Cue addiction, dementia, hallucinations, physical and mental deterioration, electro-shock therapy, the works. Sara’s increasingly horrific experiences are intercut with the similarly downbeat spirals of decline suffered by Marion, who drifts into degradation and prostitution, and Leto and Wayans, whose trip to Florida in search of drug supplies sees them end up in a brutal southern jail, Leto’s addiction wreaking a terrible price on his wracked body.

Aronofsky deploys a bulging bag of cinematic tricks to convey his characters’ mental states: quick and slow motion, split screens, distorted sound and images, extreme close-ups, jarring zooms and pans, all set to a eclectic soundtrack that showcases a terrific, haunting score from the Kronos Quartet.

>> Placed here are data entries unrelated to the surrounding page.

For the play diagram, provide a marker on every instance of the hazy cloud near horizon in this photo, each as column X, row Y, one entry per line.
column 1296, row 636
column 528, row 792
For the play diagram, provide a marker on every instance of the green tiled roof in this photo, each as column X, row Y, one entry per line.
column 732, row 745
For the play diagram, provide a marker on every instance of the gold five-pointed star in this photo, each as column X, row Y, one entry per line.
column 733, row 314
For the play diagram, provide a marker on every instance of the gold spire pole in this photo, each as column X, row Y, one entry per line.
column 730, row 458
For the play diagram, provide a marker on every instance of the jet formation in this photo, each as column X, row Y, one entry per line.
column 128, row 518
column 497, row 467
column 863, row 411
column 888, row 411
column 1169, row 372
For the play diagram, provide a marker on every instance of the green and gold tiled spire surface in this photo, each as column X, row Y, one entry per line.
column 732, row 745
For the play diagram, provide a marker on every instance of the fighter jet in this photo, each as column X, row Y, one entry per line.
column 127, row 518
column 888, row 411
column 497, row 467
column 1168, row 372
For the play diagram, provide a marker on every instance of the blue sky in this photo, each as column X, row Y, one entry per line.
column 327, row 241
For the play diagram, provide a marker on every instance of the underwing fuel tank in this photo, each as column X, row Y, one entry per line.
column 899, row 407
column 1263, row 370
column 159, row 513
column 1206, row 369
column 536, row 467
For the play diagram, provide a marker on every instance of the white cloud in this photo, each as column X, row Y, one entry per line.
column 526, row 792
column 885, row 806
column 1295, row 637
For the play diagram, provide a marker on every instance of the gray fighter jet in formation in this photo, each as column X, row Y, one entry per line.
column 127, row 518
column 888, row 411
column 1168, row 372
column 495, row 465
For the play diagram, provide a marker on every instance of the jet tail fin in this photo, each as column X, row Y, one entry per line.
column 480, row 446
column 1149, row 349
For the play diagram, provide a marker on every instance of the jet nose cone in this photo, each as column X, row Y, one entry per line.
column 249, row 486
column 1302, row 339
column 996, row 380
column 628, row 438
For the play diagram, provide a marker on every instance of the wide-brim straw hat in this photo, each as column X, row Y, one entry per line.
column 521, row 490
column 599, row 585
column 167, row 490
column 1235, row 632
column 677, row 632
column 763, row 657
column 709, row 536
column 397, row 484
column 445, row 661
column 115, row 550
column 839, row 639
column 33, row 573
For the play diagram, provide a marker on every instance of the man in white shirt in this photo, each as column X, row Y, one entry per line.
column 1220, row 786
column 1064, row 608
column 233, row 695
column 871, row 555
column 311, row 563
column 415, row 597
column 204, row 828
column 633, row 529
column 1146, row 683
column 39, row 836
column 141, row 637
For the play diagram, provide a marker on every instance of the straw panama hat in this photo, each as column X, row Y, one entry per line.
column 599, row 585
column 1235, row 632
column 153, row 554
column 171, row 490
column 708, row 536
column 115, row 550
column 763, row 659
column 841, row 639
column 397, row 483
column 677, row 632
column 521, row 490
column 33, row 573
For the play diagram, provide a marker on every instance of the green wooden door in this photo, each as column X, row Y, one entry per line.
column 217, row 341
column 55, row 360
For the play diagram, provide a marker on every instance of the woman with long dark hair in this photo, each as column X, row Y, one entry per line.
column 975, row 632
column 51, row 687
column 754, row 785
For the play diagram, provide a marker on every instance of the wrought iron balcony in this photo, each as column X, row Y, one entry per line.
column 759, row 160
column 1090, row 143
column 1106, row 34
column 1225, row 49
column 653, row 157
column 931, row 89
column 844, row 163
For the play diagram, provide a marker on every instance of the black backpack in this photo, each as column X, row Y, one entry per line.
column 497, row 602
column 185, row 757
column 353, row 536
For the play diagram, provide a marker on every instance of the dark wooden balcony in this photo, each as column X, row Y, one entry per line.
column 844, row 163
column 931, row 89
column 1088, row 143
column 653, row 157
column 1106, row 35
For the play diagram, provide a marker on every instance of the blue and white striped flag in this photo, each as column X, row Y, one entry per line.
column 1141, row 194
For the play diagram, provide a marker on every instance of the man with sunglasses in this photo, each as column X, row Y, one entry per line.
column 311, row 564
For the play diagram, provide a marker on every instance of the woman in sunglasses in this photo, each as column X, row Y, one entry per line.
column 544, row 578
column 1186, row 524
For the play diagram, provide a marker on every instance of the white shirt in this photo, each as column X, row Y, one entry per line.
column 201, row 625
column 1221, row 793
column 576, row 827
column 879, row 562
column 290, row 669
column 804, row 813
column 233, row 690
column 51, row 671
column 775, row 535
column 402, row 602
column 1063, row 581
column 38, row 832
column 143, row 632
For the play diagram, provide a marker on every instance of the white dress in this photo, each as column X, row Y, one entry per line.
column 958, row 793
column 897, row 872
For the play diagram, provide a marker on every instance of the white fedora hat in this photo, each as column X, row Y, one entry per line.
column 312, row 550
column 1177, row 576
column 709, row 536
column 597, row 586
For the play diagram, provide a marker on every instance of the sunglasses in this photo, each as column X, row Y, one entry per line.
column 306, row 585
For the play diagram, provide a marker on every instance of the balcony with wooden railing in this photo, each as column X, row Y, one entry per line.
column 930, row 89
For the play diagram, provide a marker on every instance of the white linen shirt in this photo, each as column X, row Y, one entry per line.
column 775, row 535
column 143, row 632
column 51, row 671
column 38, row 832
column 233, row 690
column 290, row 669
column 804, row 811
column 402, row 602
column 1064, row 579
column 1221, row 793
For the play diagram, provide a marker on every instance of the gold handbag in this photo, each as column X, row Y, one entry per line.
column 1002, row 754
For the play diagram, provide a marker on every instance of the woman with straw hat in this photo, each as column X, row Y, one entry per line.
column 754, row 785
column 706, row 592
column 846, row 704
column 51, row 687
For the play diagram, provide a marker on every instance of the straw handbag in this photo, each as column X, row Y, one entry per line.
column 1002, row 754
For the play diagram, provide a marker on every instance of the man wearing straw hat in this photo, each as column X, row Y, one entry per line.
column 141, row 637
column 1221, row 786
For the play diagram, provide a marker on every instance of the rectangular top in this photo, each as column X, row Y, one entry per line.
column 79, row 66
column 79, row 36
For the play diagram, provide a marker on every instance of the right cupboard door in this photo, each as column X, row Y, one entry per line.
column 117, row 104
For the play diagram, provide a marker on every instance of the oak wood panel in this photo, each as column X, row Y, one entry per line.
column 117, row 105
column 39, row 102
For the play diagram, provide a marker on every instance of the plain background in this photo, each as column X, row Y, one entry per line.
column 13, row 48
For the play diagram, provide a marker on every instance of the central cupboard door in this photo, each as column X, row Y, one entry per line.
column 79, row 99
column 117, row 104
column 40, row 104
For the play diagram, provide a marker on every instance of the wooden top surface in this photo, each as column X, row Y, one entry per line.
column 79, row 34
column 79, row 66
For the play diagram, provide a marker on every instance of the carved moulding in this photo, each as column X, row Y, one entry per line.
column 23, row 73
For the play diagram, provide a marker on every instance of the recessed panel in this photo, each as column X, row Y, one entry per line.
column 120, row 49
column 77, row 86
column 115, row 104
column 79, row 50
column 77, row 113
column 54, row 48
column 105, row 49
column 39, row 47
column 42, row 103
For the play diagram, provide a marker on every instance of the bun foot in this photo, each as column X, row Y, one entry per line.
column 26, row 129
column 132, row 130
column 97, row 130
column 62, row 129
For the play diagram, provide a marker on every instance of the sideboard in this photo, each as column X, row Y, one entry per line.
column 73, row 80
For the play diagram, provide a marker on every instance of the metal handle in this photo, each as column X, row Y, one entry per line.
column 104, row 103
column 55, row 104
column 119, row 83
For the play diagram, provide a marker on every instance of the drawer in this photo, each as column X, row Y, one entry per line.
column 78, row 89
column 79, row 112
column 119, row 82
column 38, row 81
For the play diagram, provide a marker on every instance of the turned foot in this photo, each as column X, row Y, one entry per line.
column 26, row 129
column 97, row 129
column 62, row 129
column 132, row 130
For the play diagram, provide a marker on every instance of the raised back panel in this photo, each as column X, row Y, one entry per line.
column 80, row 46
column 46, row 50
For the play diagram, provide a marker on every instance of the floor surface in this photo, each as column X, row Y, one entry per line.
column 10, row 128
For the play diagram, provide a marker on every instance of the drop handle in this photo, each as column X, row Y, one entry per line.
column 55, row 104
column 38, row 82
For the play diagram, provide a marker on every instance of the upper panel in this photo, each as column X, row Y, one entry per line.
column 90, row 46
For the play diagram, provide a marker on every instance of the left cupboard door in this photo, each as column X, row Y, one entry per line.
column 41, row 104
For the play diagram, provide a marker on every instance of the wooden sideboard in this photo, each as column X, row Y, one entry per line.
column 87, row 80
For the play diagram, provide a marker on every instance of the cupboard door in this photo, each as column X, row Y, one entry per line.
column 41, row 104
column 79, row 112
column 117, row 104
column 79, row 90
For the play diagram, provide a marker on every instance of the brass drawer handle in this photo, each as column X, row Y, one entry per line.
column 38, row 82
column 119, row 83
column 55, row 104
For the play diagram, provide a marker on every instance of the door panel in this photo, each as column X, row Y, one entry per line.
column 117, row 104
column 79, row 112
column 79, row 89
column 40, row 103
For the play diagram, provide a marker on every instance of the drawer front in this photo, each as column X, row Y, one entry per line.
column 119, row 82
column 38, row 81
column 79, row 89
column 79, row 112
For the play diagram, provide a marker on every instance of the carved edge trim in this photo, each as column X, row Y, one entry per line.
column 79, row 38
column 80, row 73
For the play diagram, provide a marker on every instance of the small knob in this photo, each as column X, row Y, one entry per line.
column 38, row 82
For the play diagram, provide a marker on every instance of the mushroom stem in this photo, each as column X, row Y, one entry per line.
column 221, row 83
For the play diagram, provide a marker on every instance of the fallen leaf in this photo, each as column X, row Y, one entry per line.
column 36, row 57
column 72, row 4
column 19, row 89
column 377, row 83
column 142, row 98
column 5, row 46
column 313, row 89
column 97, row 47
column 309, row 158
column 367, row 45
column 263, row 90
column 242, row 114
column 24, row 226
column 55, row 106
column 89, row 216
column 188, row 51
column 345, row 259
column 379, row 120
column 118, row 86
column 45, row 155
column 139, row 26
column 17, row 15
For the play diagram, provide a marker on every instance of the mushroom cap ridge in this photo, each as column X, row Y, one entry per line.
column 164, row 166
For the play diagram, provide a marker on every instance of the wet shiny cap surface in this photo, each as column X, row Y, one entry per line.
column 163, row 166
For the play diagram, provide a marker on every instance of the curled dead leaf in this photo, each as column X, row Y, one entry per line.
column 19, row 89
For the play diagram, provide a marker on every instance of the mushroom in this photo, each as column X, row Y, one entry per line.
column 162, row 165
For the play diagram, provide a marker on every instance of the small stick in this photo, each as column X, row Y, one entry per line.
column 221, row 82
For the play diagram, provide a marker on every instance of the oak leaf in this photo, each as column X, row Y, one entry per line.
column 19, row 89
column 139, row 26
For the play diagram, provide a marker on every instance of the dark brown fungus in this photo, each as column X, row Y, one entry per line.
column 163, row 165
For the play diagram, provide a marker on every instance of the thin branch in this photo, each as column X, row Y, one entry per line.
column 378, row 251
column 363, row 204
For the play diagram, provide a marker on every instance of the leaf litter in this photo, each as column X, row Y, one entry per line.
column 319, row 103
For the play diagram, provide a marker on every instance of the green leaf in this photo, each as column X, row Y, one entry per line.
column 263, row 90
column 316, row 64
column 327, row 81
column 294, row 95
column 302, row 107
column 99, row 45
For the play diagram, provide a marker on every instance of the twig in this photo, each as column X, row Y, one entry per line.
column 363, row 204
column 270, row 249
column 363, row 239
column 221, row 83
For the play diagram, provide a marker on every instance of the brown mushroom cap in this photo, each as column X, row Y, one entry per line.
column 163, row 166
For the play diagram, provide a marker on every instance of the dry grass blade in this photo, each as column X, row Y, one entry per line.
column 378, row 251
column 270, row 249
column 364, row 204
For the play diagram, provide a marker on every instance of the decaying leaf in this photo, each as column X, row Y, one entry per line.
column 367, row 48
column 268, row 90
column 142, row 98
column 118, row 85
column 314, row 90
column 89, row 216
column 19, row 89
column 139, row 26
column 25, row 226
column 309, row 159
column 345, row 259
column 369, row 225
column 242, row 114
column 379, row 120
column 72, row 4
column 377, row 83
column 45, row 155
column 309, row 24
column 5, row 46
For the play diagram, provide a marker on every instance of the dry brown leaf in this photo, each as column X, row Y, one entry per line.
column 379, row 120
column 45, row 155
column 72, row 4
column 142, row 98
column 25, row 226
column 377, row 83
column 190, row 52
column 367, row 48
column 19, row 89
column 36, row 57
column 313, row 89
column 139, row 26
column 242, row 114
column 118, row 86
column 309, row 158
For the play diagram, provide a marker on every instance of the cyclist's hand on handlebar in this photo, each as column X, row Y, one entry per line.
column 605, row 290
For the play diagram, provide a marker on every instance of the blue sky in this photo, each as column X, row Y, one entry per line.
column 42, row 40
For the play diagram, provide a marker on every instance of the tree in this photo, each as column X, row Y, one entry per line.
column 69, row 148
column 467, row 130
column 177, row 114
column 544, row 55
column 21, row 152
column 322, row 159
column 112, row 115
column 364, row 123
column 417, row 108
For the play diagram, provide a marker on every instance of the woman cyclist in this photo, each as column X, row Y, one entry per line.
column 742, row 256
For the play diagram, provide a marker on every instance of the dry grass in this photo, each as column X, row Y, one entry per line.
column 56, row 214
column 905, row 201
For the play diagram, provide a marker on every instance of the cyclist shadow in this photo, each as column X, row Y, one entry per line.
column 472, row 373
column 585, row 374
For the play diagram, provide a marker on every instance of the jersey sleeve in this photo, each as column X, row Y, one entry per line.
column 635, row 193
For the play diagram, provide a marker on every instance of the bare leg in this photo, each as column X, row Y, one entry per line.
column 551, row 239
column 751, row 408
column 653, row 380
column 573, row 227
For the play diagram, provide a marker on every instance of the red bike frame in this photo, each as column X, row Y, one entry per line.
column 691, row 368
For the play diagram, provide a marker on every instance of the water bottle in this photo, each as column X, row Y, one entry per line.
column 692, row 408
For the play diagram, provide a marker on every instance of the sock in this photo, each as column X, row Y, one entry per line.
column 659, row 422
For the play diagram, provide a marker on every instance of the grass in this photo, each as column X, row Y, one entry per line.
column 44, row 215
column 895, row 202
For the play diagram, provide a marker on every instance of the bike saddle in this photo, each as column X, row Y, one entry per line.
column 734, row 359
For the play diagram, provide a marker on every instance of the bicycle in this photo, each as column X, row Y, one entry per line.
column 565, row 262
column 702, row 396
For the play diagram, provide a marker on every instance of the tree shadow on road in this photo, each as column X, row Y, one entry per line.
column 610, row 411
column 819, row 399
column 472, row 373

The technique occasionally spills into overkill – there are countless identical shots of dilating pupils – which is entirely in keeping with the extreme nature of Selby Jr’s source novel, an unbroken stream of hardcore imagery.

But there are a few fuzzy areas in the adaptation – Requiem pivots on the TV show Sara constantly watches (and she only ever watches one) but it’s never clear what kind of programme it is. Talk show? Quiz show? Dieting show? Some combination of the three? Many other elements – including Sara’s electroshock treatment – seem oddly anachronistic, a direct result of Aronofsky’s decision to set Selby Jr’s 60s novel in the present day. Selby Jr himself appears as a southern jailer, maniacally tormenting his hapless characters, seeming to exult in the way the movie punches its audience so forcefully in the face.

It isn’t quite all gloom, however. Even the ending, with the central quartet pretty much at rock bottom, has tentative sparks of optimism – Tyrone’s brave, stoic loyalty to Harry effectively saves his friend’s life. Just as powerful: after visiting Sara in hospital, two of her friends wordlessly embrace on a wintry bench. The camera pulls back as if ashamed of itself, but simultaneous aware it must record this simple human gesture of consolation, this heartbreaking glimmer of hard-won, hopeful warmth among the cold ashes of despair.